For the first time, individual shoppers are buying coverage from Harken Health, a company with about 100 employees based at an office on the UnitedHealthcare corporate campus in Minnetonka.
Harken is being run as an independent entity, executives said, with a distinct approach to selling coverage. Subscribers receive unlimited access to primary care, without copays, if they visit a health center owned by Harken Health.
“It’s like an automobile company that makes a brand of car, and then with better luck or worse luck they also make a Saturn,” said Roger Feldman, a health insurance expert at the University of Minnesota.
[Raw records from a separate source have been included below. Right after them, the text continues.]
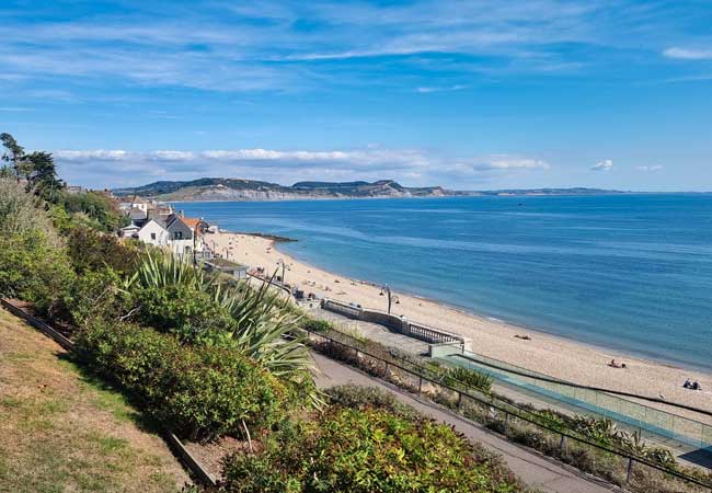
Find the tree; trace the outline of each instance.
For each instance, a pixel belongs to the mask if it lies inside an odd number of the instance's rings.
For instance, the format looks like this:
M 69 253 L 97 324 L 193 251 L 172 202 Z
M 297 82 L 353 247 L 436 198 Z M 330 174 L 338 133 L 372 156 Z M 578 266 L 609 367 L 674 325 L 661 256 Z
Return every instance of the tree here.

Traditionally, UnitedHealthcare has been a bigger player selling health insurance to large employer groups, Feldman said, rather than to individuals and small groups being courted by Harken. So, the new offering looks like an effort to “make some more headway into that market segment,” he said.
The market for individual policies is growing with the federal Affordable Care Act, which provides tax credits to those who buy private coverage through a government-run health insurance exchange. Harken Health is on the federal government’s HealthCare.gov exchange for Atlanta and Chicago, where UnitedHealthcare plans are offered to the same consumers.